7 comments on “The Bible and Nakedness – Part 11 – The Gospels and Acts

  1. You know, in reference to Jesus being naked on the cross, I’ve given this some thought. Jesus was publicly exposed, and yet He never sinned. This seems pretty clear to me that simply being nude in front of others is not sinful.

    It does hearken back to the Garden of Eden, when Adam was ashamed of his nakedness when he became aware of his sin, but Jesus never sinned. If the saying that He bore our sins on the cross means He literally became sinful for us on the cross, then perhaps it is to show that He was completely exposed before God to be judged—illustrating our own nakedness before Him. But I think that under other circumstances, were Jesus not on the cross, being nude would not be shameful for Him because He had nothing to hide.

    • The new testament history does give us some interesting things on this. The main thing being that nudity is never morally judged.
      Thanks for the comment.

  2. I would like to comment on Luke 22:29, but it is more of a technicality than anything. The verse reads (according to the New Jerusalem Bible): “‘For look, the days are surely coming when people will say, “Blessed are those who are barren, the wombs that have never borne children, the breasts that have never suckled!”‘”

    Now, to me at least, it seems that Jesus is not blessing the barren and the breasts not never suckled. It seems that He is saying that people will bless them, and then, given the context, those that do so voluntarily, i.e., women who refuse to bear children and thus deny the nurturing nature of their womb/breasts. Perhaps a prediction of abortion?

    As a side note, I am not implying by any means that Jesus would/did not bless those women who are barren naturally; they are born that way and we can see multiple cases throughout the Bible where God blessed women like that. Example: Sarah, Rachel, Samson’s mother.

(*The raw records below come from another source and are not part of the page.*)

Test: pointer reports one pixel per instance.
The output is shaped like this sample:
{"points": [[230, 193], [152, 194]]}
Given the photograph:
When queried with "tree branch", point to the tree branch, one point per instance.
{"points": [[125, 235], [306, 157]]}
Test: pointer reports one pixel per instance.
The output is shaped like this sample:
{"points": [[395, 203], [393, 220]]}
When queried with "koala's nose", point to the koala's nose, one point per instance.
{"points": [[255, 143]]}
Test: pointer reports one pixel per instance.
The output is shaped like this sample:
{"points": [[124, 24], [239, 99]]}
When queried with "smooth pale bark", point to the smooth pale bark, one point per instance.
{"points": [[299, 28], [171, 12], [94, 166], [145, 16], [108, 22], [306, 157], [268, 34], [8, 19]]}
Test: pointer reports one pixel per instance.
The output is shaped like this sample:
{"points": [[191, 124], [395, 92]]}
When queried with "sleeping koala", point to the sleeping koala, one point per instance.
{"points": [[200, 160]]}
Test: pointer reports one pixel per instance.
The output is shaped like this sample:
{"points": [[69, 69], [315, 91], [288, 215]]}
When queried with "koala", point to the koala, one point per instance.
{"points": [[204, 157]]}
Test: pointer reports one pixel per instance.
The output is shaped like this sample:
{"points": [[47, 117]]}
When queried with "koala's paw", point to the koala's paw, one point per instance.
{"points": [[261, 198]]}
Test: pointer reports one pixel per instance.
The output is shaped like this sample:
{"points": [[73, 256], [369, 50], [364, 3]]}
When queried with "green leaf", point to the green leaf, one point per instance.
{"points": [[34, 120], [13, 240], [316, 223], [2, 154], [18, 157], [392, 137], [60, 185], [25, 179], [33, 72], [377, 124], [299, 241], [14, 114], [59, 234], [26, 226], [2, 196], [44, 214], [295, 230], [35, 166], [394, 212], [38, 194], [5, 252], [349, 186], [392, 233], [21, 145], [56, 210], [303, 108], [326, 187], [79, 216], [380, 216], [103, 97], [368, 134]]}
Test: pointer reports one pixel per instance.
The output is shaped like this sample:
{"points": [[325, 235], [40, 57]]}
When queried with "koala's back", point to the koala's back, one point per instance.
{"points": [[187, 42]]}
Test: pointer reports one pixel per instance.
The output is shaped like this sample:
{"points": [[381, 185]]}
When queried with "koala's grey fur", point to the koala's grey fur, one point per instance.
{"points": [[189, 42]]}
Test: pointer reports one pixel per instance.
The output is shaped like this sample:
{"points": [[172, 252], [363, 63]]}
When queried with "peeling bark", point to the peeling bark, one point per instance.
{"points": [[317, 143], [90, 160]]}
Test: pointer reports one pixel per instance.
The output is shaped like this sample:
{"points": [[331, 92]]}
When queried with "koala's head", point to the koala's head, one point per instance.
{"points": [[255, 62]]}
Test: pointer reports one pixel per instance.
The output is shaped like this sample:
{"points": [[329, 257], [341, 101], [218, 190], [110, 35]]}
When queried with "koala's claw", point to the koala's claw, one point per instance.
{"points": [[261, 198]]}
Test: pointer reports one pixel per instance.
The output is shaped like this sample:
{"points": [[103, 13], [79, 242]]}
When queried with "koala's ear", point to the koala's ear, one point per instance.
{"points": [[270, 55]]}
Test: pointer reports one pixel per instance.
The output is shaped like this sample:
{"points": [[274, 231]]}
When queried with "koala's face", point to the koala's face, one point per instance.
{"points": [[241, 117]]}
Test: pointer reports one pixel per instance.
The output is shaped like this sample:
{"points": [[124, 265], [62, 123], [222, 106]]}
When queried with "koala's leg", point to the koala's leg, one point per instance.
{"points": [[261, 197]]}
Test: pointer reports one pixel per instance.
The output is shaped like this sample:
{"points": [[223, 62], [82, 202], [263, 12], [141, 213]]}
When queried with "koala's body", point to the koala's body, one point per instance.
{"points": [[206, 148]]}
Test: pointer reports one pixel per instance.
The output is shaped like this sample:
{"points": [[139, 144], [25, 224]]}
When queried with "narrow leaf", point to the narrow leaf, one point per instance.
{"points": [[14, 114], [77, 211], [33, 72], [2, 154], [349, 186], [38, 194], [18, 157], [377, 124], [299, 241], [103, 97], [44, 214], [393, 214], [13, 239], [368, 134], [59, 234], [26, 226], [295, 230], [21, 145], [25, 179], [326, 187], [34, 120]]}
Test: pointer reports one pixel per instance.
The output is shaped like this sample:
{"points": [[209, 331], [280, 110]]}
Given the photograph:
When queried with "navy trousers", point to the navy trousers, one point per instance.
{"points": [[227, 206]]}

    Ad maiorem Dei gloriam!

    • I don’t think I would disagree with your assessment but my point was that there was nothing about breasts or nursing that was naturally shameful, it is just that there would come a terrible time for Jerusalem where it would be a blessing not to have children because they were, as history bears out, under siege. For the issue at hand about nakedness the point is that women’s breasts are in and of themselves not shameful.

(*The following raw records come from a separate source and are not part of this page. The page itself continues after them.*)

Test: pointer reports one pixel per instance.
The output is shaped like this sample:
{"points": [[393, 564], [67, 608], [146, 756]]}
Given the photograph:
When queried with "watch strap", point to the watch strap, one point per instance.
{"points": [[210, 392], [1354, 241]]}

  3. If we allow our knowledge of first-century Jewish culture to inform our reading, there are numerous other instances of “ordinary-nudity” throughout the Gospels which aren’t specifically mentioned. Jesus was most-likely baptized nude. Peter, Andrew, James and John were most-likely nude when Jesus called them. Not mentioned is the fact that Jesus and His disciples would have gone through all the ceremonial-washings that were necessary to participate in the various feasts and temple-worship. Jesus laid aside His garments during the Last Supper, taking on the role of a household servant when He washed His disciples feet. Jesus was naked when He was flogged and when He was crucified. He walked out of the tomb naked, and was probably still naked when He met Mary Magdelene in the garden. It is unknown how soon after His resurrection He was able to get more clothes. The disciples who went fishing after the resurrection were probably naked when He called to them from the shore. “Ordinary-nudity” was just that, ordinary, and nobody paid naked people any undue attention.

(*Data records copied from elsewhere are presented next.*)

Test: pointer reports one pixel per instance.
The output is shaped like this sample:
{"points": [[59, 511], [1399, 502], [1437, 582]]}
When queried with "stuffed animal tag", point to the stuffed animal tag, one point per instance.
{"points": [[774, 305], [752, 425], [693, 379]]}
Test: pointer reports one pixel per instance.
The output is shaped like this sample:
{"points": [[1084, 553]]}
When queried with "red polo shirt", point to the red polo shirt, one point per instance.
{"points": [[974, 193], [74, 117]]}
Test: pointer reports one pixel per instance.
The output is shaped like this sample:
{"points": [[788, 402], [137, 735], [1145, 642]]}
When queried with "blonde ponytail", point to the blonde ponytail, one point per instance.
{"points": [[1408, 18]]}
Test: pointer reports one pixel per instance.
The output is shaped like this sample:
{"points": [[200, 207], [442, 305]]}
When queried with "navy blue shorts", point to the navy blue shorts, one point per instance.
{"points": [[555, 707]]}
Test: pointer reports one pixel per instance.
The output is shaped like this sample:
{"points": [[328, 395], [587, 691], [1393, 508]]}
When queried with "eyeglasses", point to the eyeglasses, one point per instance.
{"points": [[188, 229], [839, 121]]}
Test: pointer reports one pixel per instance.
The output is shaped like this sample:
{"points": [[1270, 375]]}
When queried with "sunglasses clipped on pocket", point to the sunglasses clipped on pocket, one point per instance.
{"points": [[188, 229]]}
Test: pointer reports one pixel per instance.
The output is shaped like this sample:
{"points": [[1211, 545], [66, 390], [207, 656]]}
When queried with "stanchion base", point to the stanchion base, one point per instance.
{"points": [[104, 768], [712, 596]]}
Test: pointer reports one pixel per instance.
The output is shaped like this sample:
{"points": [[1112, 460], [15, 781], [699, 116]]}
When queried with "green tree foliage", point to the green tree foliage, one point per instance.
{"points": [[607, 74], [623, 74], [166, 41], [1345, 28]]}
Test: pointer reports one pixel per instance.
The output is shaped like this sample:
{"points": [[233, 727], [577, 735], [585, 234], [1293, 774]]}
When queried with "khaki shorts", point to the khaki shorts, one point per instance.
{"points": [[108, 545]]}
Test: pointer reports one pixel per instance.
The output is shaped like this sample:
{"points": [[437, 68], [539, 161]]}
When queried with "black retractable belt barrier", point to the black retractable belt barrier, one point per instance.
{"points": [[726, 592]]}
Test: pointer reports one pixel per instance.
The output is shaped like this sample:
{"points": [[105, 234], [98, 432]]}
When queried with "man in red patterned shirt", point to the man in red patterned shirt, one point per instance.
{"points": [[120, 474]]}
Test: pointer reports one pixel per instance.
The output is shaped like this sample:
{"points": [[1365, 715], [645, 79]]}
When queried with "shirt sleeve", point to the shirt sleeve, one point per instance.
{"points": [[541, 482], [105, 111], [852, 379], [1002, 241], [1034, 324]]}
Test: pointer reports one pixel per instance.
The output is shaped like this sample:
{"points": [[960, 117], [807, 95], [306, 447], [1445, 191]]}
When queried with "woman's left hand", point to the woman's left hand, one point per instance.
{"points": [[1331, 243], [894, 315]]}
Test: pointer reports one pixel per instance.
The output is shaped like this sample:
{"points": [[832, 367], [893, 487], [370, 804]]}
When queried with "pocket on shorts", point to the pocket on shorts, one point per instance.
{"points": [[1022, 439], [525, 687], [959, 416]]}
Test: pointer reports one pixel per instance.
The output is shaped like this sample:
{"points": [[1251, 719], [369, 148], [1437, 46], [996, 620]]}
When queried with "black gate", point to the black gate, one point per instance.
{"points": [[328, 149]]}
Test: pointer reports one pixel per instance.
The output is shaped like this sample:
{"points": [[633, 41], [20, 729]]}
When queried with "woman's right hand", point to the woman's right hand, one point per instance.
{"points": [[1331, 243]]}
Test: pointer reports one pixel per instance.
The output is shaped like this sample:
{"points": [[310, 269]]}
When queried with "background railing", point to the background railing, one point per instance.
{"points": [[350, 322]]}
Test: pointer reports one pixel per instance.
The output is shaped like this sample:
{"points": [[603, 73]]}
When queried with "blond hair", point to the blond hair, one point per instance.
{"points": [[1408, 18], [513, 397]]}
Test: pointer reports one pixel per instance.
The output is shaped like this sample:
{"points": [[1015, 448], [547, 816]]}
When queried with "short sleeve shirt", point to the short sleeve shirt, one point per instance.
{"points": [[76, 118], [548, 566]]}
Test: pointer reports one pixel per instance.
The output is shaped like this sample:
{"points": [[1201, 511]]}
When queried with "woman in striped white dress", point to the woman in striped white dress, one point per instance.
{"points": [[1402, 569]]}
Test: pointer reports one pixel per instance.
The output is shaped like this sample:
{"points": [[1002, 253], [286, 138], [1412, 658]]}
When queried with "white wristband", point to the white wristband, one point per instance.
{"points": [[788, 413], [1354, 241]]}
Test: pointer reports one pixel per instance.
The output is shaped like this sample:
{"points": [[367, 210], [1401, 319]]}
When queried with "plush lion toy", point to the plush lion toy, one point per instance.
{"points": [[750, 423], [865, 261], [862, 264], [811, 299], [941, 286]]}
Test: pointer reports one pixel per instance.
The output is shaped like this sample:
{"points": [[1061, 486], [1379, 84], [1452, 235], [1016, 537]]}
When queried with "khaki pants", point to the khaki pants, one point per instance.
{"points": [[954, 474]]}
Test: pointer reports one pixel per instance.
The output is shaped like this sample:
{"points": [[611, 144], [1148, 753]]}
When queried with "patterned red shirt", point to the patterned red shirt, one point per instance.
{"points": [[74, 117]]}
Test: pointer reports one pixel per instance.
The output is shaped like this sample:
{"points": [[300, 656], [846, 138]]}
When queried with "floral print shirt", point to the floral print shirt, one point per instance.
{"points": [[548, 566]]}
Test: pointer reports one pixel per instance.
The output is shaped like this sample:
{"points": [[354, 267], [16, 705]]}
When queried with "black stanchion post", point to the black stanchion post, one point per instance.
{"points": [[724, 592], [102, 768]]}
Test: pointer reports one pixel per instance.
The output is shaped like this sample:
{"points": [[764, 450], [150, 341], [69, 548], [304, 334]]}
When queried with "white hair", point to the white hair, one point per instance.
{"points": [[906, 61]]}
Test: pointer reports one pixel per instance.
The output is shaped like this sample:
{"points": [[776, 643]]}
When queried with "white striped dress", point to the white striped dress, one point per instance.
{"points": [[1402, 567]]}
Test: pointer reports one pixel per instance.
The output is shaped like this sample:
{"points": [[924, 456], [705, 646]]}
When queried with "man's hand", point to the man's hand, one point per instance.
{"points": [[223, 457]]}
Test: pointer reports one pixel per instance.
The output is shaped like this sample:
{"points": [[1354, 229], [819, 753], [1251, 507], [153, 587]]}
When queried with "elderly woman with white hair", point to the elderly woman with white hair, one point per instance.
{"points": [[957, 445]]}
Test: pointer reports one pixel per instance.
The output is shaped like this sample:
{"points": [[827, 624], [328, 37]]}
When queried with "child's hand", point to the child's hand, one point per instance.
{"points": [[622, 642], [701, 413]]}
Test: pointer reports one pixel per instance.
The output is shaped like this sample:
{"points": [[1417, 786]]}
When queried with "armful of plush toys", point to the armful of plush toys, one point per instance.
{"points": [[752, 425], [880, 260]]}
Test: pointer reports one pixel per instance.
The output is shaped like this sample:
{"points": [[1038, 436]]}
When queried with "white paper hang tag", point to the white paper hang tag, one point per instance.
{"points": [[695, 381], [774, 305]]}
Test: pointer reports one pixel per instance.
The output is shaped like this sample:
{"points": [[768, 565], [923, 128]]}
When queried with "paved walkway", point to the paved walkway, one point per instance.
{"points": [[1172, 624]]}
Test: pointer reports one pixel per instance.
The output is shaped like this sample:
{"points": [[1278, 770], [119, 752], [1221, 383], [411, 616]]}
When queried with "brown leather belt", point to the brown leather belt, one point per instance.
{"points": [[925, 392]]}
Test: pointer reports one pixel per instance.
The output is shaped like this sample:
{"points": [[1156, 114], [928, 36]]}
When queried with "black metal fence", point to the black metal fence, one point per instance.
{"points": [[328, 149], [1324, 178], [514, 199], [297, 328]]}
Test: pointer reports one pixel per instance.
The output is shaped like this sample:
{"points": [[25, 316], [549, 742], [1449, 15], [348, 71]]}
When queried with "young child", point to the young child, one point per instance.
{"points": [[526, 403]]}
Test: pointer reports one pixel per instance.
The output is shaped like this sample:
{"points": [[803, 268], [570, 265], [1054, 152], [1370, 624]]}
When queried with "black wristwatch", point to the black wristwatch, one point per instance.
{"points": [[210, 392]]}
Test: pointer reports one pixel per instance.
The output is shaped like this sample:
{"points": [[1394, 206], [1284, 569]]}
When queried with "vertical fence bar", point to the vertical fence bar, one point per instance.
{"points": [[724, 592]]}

  4. I am puzzled that you don’t distinguish between voluntary (I choose to do it myself) and forced (I have no choice in the matter) nakedness. As far as I see it, voluntary nakedness is never condemned or considered shameful, but forced nakedness usually carries shame. Jesus on the cross being an exception.

    I haven’t seen anyone comment on the presence of Mary, of other women, and of the disciples at the crucifixion looking at Jesus’ naked body on the cross. If seeing a man’s genitals was considered shameful or sinful or was culturally inappropriate, then Jesus’s followers must have been terribly conflicted. Scripture is silent about this.

    It further seems that the shame is not so much about the nakedness itself, but about having been defeated in battle or being so poor that you are naked.

    The same verse that says we are to clothe the naked also says that we are to feed the hungry. If we say that it is shameful or sinful to be naked, hence we must clothe the naked; then in parallel to that we must conclude that it is shameful or sinful to be hungry, hence we must feed the hungry. I don’t think either is true.

    I see nothing in Scripture that says Adam and Eve were ashamed after the Fall. Genesis says they were afraid. Attributing shame to their nakedness appears to be taking a modern cultural response and improperly reading it into the biblical text. That is because our cultures say we should feel shame, then Adam and Eve must have felt shame. This is not a good way to handle Scripture.